In theory, this produces the most comprehensive extract — capturing both polysaccharides and triterpenes. In practice, quality varies enormously depending on:

  • The ratio of mushroom to solvent
  • Temperature and duration of each extraction
  • Alcohol concentration used
  • How the two extracts are combined and concentrated
  • Whether the final product is standardized to specific compound levels

A "dual extract" label without standardized compound percentages tells you very little about what's actually in the product.

Which Method for Which Mushroom?

Mushroom Key Compounds Recommended Extraction
Reishi (Ganoderma) Polysaccharides + Triterpenes Dual (hot water + alcohol)
Lion's Mane (Hericium) Polysaccharides + Hericenones/Erinacines Hot water (for beta-glucans); alcohol for hericenones
Cordyceps Polysaccharides + Cordycepin Hot water (cordycepin is water-soluble)
Turkey Tail (Trametes) Beta-glucans (PSK/PSP) Hot water
Chaga (Inonotus) Polysaccharides + Melanins + Betulin Hot water (traditional); dual for betulin

Mycelium vs. Fruiting Body: It Affects Extraction Too

As we discussed in the Cordyceps species comparison, different parts of the mushroom contain different compounds. Lion's Mane hericenones are in the fruiting body; erinacines are in the mycelium. This means the extraction method must match the part being used — and the compound being targeted.

Many commercial supplements use mycelium grown on grain (often called "mycelial biomass"). These products may contain significant amounts of residual grain substrate, diluting the actual mushroom content. Look for supplements that specify "fruiting body" and provide beta-glucan testing. For more on this, see our supplement label guide.

The Bottom Line

Extraction is not a marketing gimmick — it is a fundamental determinant of what compounds you receive. A raw mushroom powder and a hot water extract of the same mushroom are essentially different products with different compound profiles.
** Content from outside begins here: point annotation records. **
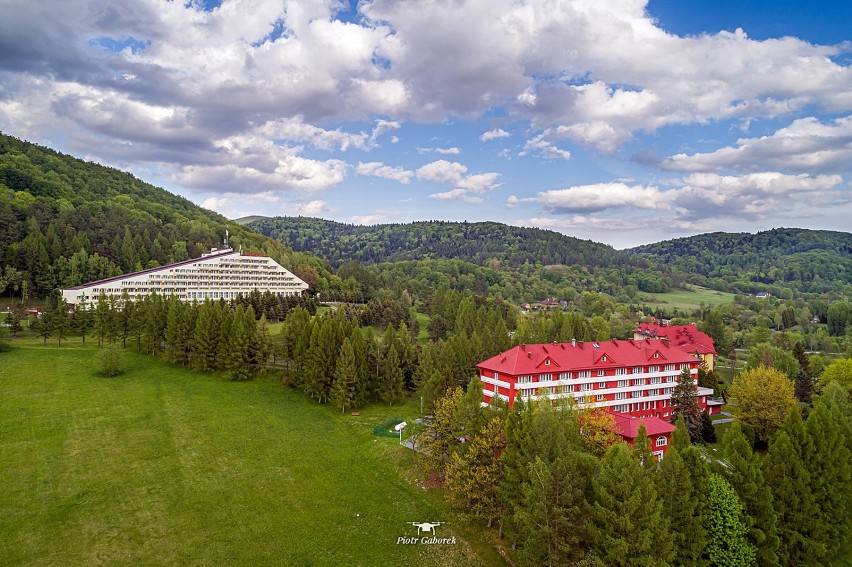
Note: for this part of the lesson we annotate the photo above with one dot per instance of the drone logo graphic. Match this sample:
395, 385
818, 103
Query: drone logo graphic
426, 527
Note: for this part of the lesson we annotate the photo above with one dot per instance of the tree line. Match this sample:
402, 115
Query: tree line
558, 499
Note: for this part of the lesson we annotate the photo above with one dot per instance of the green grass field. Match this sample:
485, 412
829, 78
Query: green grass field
687, 299
164, 466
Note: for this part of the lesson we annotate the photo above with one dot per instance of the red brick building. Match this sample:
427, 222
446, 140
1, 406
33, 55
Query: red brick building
632, 377
685, 337
658, 431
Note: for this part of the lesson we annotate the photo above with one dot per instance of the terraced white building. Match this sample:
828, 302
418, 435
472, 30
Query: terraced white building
218, 274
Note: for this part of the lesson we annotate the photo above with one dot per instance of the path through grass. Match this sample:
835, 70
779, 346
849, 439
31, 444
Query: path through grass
164, 466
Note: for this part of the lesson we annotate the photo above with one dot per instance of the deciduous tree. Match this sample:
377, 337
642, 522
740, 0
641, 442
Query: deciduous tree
764, 396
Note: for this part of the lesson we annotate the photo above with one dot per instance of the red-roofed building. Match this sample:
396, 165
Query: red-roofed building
626, 376
658, 431
685, 337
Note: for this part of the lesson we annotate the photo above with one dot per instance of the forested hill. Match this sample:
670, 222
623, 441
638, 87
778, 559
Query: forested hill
482, 243
793, 258
66, 221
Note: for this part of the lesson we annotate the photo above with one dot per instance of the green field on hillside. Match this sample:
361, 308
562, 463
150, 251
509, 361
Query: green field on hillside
687, 299
164, 466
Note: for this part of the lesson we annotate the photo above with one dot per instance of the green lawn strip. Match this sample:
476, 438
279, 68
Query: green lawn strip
161, 465
687, 298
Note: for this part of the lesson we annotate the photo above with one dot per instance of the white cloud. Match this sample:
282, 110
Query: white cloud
369, 219
806, 144
603, 196
456, 195
494, 134
479, 182
443, 151
540, 146
442, 171
378, 169
309, 209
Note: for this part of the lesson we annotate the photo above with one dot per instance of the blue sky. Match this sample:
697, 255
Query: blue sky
619, 121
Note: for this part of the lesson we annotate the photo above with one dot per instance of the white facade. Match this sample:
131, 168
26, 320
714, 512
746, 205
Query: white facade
219, 274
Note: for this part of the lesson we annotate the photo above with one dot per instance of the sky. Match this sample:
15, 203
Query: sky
619, 121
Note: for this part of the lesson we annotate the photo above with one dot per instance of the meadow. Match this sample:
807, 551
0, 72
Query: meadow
687, 299
165, 466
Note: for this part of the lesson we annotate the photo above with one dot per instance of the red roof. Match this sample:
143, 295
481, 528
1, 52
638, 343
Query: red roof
684, 337
628, 426
569, 357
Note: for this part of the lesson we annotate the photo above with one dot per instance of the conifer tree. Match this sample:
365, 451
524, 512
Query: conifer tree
790, 482
362, 370
175, 337
680, 505
101, 318
552, 516
726, 532
225, 318
82, 319
470, 413
60, 321
263, 344
628, 526
392, 381
472, 476
344, 387
745, 474
440, 439
204, 344
237, 357
830, 466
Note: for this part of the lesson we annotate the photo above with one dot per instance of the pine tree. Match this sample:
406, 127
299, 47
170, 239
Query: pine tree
472, 476
680, 504
237, 358
204, 344
60, 321
176, 339
344, 387
552, 517
628, 526
726, 532
392, 381
685, 403
440, 439
82, 319
745, 474
830, 466
790, 482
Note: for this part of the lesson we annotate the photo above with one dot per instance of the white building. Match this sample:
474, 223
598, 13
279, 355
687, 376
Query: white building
219, 274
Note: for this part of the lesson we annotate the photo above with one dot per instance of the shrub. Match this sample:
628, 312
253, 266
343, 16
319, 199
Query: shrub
110, 361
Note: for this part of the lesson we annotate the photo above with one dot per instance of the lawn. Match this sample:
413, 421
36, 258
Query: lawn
687, 299
164, 466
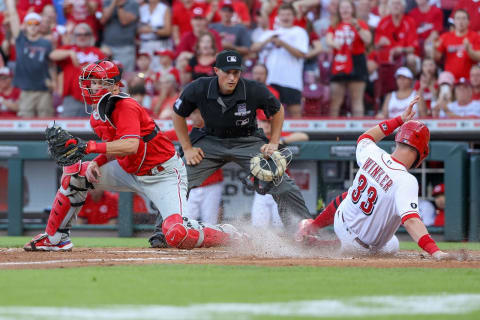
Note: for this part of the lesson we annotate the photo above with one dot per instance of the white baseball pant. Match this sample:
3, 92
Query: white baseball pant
351, 246
167, 189
204, 203
265, 212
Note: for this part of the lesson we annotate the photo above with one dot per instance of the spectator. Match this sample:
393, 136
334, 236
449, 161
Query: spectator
199, 22
32, 65
26, 6
202, 63
9, 95
137, 90
396, 102
446, 81
472, 8
396, 37
49, 27
463, 106
71, 59
429, 21
241, 13
155, 26
120, 28
260, 73
475, 81
348, 38
426, 86
182, 12
286, 46
144, 71
460, 47
166, 58
101, 207
363, 9
234, 36
162, 107
83, 11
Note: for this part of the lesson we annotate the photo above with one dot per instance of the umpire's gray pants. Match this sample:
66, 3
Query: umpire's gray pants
219, 151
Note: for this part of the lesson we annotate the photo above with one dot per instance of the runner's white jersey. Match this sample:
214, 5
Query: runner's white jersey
383, 192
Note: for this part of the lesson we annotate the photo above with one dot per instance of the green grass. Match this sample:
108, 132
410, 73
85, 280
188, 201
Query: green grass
183, 285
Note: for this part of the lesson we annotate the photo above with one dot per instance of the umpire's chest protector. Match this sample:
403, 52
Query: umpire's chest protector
237, 110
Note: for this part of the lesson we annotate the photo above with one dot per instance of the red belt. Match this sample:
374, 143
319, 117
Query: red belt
357, 239
156, 170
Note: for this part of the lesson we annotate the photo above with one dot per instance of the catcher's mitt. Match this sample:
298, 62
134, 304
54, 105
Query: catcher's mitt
64, 148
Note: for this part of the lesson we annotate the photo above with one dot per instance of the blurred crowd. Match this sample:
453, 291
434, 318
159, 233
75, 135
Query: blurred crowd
322, 58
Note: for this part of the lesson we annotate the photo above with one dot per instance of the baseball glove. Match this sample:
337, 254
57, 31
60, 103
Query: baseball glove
64, 148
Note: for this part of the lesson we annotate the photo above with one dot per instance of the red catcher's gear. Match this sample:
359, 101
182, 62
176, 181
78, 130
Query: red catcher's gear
105, 72
415, 134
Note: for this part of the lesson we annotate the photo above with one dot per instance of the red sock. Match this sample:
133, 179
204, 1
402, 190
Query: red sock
325, 218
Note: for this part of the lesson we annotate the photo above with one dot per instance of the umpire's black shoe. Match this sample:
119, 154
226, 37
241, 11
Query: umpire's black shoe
158, 241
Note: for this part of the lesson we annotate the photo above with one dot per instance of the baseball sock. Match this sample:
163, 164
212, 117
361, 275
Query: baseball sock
325, 218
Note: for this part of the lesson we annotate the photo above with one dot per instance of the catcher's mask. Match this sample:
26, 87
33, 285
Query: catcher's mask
267, 172
97, 79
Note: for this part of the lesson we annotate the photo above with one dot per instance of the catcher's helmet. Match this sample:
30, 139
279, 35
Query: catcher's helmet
415, 134
97, 79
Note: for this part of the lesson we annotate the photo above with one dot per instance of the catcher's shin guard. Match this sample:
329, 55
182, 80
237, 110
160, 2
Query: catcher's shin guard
69, 199
183, 233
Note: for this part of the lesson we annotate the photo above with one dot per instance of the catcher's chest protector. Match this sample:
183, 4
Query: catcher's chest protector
104, 130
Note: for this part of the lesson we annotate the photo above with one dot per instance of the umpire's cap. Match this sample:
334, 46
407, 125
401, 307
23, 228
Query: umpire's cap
229, 60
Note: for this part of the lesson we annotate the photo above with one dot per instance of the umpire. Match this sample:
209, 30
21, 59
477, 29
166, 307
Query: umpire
228, 105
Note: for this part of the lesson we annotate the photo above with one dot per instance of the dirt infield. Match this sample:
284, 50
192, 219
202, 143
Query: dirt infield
15, 258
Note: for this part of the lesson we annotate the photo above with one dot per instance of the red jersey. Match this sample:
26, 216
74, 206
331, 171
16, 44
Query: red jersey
13, 95
473, 9
457, 60
182, 15
403, 35
71, 72
429, 21
102, 211
131, 120
189, 40
23, 6
215, 177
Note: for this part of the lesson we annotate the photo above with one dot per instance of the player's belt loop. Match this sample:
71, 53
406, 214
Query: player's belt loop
357, 240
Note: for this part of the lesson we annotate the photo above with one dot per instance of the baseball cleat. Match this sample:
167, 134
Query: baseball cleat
42, 243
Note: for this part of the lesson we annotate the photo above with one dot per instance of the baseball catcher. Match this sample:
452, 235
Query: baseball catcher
134, 156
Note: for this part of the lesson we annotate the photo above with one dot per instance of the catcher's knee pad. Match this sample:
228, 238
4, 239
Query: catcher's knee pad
70, 197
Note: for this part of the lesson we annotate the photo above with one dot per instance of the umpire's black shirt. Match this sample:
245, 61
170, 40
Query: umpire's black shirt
222, 112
When evaluating a mushroom supplement, understanding extraction method is as important as understanding species.

But extraction alone doesn't guarantee quality. Standardization (testing for specific compound percentages), source quality, and honest labeling all matter. The best products are transparent about all of these factors.

Disclaimer: This article is educational only. CordyDd.com does not sell supplements or endorse specific products or extraction methods.